British soldier and diplomat

Robert Arbuthnot (c. 1761 – February 1809) was a British soldier turned diplomat who served between 1801 and 1806 as the Chief Secretary of Ceylon (as Sri Lanka was called before 1972), which had recently been transferred from Dutch to British military control, formally in 1796.

A promising career in imperial administration was terminated in February 1809. Arbuthnot was a passenger on when the small schooner was lost at sea between Cádiz and Gibraltar.

==Life==
Robert Arbuthnot was born in about 1760 or 1761, at the height of the Seven Years' War. His father, also called Robert Arbuthnot (1728–1803), was an Edinburgh polymath and merchant, an earlier career as a banker having ended in "heavy pecuniary losses". Two decades later Arbuthnot had joined the army. It is known that he was present at the Siege of Gibraltar (1779–1782) in which French and Spanish forces, exploiting Great Britain's transatlantic distractions, engaged in a sustained but unsuccessful attempt to displace British forces from "The Rock".

Arbuthnot later found himself transferred to royal service, selected to act as a traveling companion in mainland Europe for the adolescent Prince Augustus Frederick, Duke of Sussex, one of the British king's younger sons and, it appears, the least compliant of them all. Through his life Arbuthnot was a committed letter writer, but his surviving correspondence is discretely uninformative about his time as the prince's escort. A flavour of the challenges involved nevertheless emerges in a letter written to him by George Arbuthnot, his brother many years later. Writing in 1803, George commends his brother: "I have often admired you for your firmness and composure at the time when Prince Augustus ran away from you ...".

War returned in 1792 and would provide a defining backdrop for the rest of Arbuthnot's life. Between 1792 and 1797, and again between 1798 and 1802, a key continental ally for the British in the wars against France was the Austrian Empire. Robert Murray Keith (1730–1795), recently retired from a position as envoy-extraordinary (de facto ambassador) in Vienna, where he had served since 1772, was recalled to head up the British diplomatic mission in Vienna during the build-up to the war. Murray Keith was a family friend, and he invited Robert Arbuthnot to join him as his private secretary.

Following the French take-over in the Netherlands in 1795 there was a concern in Britain that Ceylon, a Dutch colony, might also fall under French control. The result, in 1796, was British military take-over in Ceylon. The British take-over was not universally welcomed by the Dutch colonist or the indigenous people, and a lengthy period of military and political manoeuvrings ensued. In 1798 the British government was ready to send the first British governor to the territory. Frederick North, the younger son of a former British prime minister, was joined in 1801 by Robert Arbuthnot as his Chief Secretary. Robert arrived accompanied by his younger brother, George Arbuthnot (1772–) who was appointed deputy-secretary to the governor. The two brothers were accommodated in the governor's own newly built "Doric Bungalow". George soon moved on, relocating to Madras, but Robert Arbuthnot remained in Ceylon, as Governor North's deputy, till 1806.

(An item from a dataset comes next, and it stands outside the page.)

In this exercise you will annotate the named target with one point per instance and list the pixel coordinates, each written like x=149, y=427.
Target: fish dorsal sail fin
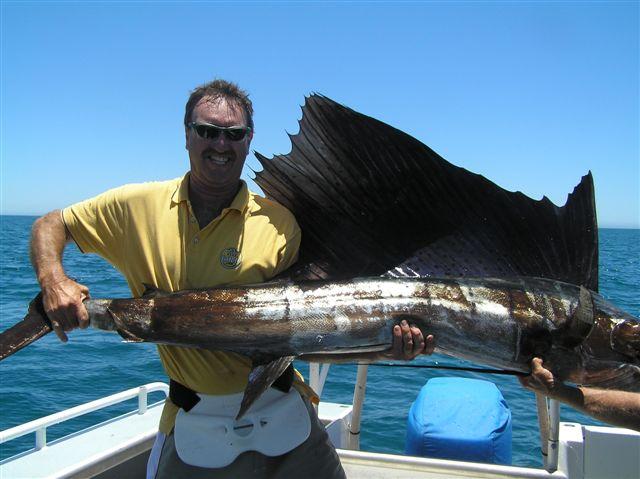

During the Dutch period European colonisation had largely been restricted to coastal parts of the island, but the British arrived with sufficient forces to effect, by 1818, a take-over of the entire territory. British moves to take power in Kandy, the interior of Ceylon, began in 1803. The Governor and his Chief Secretary were not present at what was later described as the "massacre of British troops at Kandy", but when news reached them of the military set-back, one source states that Governor North, "whose coolness and presence of mind seem momentarily to have deserted him ... found his chief support and ... placed his utmost reliance in the calm judgment and fearless confidence of his secretary".

==Memberships==
Arbuthnot was admitted to Edinburgh's "Speculative Society" in January 1778. In January 1788 was elected a member of the Royal Society of Edinburgh.